A 19-month-old girl named Enora Lavenir died from acute fentanyl toxicity at a rental home in Wellington. In response, Enora’s family has filed a wrongful death lawsuit against Airbnb, the property owner, the manager of the home, and the previous renter.
Court records indicate that Boris and Lydie Lavenir rented the home for four days in August 2021 for a family vacation in Florida. The family of seven checked in on the afternoon of Aug. 6 and received the keys to the home from rental property manager Yulia A. Timpy, who managed the home owned by Ronald Cortamilia, who is also named in the lawsuit.
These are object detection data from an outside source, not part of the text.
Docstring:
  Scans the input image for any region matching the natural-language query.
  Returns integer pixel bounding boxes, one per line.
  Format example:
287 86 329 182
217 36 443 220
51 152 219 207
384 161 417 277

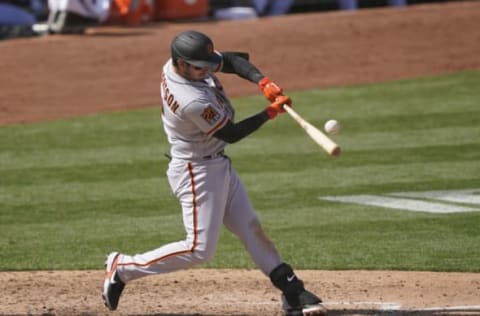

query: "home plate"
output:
322 301 402 315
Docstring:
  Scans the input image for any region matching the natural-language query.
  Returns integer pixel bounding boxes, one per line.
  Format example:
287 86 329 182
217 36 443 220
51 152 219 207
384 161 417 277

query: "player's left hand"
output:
258 77 283 102
265 95 292 119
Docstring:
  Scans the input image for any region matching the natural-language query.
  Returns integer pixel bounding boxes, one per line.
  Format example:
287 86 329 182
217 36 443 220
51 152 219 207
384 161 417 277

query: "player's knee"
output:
193 245 216 264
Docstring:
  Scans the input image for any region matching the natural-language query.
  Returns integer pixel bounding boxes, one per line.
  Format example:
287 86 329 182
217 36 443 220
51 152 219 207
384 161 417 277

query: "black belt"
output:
202 150 225 159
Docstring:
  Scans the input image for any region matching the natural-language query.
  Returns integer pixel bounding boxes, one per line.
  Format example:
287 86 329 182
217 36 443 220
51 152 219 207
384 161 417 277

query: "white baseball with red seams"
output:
117 60 282 282
324 120 340 134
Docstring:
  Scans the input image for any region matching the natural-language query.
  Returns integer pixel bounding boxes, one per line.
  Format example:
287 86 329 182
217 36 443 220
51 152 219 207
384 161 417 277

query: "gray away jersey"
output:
160 59 234 160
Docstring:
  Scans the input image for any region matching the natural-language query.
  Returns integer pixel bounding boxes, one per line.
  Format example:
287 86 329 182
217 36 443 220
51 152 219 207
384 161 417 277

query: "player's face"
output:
177 59 209 81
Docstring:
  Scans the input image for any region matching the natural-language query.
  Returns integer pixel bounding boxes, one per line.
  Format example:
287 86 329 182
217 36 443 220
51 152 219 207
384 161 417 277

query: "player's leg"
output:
224 167 326 316
104 159 229 310
118 160 229 281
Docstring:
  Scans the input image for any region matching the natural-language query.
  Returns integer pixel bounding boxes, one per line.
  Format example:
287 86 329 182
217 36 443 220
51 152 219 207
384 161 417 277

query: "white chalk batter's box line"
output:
318 189 480 214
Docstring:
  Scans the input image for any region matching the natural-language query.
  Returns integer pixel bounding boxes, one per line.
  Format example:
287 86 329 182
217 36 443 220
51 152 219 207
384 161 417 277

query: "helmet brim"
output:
182 51 222 70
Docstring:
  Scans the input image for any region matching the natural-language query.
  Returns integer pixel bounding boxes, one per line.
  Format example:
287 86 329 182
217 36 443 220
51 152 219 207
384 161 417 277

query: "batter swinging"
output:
103 31 325 316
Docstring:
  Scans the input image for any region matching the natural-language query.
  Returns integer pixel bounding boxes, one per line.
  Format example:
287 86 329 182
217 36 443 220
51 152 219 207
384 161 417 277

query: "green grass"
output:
0 72 480 272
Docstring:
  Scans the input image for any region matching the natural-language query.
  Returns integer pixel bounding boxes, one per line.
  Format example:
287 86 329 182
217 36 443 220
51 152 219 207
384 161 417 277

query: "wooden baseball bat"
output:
283 104 340 156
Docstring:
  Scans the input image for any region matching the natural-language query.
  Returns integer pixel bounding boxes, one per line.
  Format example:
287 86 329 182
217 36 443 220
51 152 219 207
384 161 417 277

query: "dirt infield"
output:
0 2 480 316
0 269 480 316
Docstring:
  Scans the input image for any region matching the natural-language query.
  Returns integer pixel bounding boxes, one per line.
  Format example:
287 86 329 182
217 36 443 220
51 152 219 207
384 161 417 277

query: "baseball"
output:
324 120 340 134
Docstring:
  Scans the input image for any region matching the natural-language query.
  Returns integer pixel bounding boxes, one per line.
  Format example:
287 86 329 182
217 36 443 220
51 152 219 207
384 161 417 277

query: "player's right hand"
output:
258 77 283 102
265 95 292 119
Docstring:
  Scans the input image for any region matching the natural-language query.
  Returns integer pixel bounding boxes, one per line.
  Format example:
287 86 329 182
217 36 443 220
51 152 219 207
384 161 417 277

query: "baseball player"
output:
103 31 325 316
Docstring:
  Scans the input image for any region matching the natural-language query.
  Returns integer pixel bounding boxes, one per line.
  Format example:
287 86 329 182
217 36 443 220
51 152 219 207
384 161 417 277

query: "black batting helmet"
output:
171 31 222 69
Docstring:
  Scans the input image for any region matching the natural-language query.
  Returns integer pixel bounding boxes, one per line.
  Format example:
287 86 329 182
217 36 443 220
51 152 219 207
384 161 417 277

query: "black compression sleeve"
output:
213 111 269 144
221 52 264 83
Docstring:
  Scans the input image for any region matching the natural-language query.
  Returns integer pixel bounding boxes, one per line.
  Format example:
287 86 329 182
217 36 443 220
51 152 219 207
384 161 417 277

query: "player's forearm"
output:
213 111 270 144
221 52 264 83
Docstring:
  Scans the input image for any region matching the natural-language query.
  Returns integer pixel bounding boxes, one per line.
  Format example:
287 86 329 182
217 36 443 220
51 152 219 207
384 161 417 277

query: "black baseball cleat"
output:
282 290 327 316
102 252 125 311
According to the lawsuit, the day after the family checked in, Enora’s mother found her unresponsive and foaming at the mouth. Emergency crews rushed the girl to the hospital where she later died. The medical examiner found a lethal level of fentanyl in Enora’s blood and determined that her cause of death was acute fentanyl toxicity. Toxicology readings indicated that Enora did not come into contact with fentanyl anywhere else but in the Airbnb rental.
The lawsuit alleges that the Airbnb home had a history of being used as a party house. In the days before Enora’s death, Aaron Kornhauser, who is also named as a defendant, rented the home as he stayed in town for a concert from July 30 through Aug. 1, 2021, for six adults. The lawsuit claims approximately 11 people stayed at the home, and that Timpy allowed them all to check in. The lawsuit also claims that Kornhauser allowed others to bring illicit drugs to the premises and that the drugs were consumed throughout the rental property.
The family claims that Airbnb had knowledge that advanced cleaning and decontamination procedures were required to adequately sanitize their rentals and eliminate the fatal risk posed to future guests and children by drugs and/or residue. The lawsuit also alleges that Airbnb assumed and/or owed a duty to take reasonable care for the safety of its guests and to provide a rental free of lethal drugs and/or residue on the property, and to provide sufficient warning of the risk of harm. The family also accuses Airbnb of failing “to properly inspect, safeguard, and maintain” the home, “to adequately clean, decontaminate, and/or sanitize” the home, “to change and/or adequately clean the bed sheets” in the home, and failing to warn the Lavenir family that “lethal drugs had been used in the property,” among other allegations.
Cortamilia, Timpy, and Kornhauser also face similar allegations. The family seeks a jury trial and damages in excess of the “Court’s jurisdictional minimum limit of $30,000, exclusive of costs and interests.”